Homework Help: Complex, exponential problem

It's hard to explain why those things hold because I don't know what I can use and what I cannot use.

How did you define the exponential?? What properties have you already seen about the exponential??
Is there a book you're reading where this appears in?? Lecture notes??

 

Yes, this is what you use.

Knowing this depends on what you know about the exponential. I can define for real x:

[tex]e^{ix}=\cos(x)+i\sin(x)[/tex]

if you put in [itex]x=\pi[/itex] in the above, then it follows.

 

Multiply [itex]e^{iz}+e^{-iz}[/itex] by [itex]e^{iz}\,.[/itex]

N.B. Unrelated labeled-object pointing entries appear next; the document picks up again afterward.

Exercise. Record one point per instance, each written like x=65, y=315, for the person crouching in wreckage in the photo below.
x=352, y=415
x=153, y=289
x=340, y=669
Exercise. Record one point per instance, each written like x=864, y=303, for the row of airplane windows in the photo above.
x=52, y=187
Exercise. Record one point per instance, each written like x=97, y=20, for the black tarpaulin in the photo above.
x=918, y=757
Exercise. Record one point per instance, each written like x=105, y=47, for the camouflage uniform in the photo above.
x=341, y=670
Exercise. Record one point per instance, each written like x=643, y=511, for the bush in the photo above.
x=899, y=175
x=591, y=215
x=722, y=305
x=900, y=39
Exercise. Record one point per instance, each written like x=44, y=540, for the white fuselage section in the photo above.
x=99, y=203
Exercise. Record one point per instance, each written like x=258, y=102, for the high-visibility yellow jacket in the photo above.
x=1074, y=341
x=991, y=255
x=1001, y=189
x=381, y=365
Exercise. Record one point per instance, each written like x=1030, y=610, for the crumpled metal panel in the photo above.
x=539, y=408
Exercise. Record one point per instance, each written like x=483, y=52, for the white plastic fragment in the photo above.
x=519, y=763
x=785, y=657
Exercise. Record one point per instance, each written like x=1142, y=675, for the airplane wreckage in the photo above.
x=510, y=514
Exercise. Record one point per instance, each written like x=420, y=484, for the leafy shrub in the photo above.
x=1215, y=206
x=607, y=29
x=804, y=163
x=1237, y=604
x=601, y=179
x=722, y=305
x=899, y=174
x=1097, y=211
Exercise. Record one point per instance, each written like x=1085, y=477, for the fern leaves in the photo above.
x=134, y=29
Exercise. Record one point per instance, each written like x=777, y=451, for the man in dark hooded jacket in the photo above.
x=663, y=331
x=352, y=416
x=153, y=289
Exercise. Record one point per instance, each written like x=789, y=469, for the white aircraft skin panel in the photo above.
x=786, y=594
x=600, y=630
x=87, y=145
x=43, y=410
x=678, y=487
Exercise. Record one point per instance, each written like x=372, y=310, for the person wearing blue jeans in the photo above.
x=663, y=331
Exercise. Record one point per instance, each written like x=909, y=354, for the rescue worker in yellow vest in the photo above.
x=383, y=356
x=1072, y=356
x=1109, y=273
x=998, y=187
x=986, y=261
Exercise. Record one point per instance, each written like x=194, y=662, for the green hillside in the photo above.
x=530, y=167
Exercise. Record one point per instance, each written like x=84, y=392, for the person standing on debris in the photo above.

[itex]\displaystyle e^{iz}\left(e^{iz}+e^{-iz}\right)=e^{2iz}+1[/itex]

For the second question: [itex]\displaystyle -1=e^{(\pi i)}e^{2\pi k i}\,.[/itex]

 

So you want to know what x solves [itex]e^{z}=-2[/itex]? Without going into complex logarithms, this can be solved as

[tex]-2=2*(-1)=e^{\log(2)}e^{i\pi}=e^{\log(2)+i\pi}[/tex]

So [itex]\log(2)+i\pi[/itex] will be a solution (but it will not be the only one).

This can of course also be found by complex logarithms, but you shouldn't use those until you've seen it.

 

Polar representation is the key. So lets say in exam, you're given some number like [itex]a+ib[/itex] then this is equal to [itex]r(cos(x)+i \ sin(x))[/itex] which is also equal to [itex]r \ e^{ix}[/itex] So this is how you convert from one form to the other.

So your example of -2 clearly has the same x as for -1, but the only difference is that r is twice as great.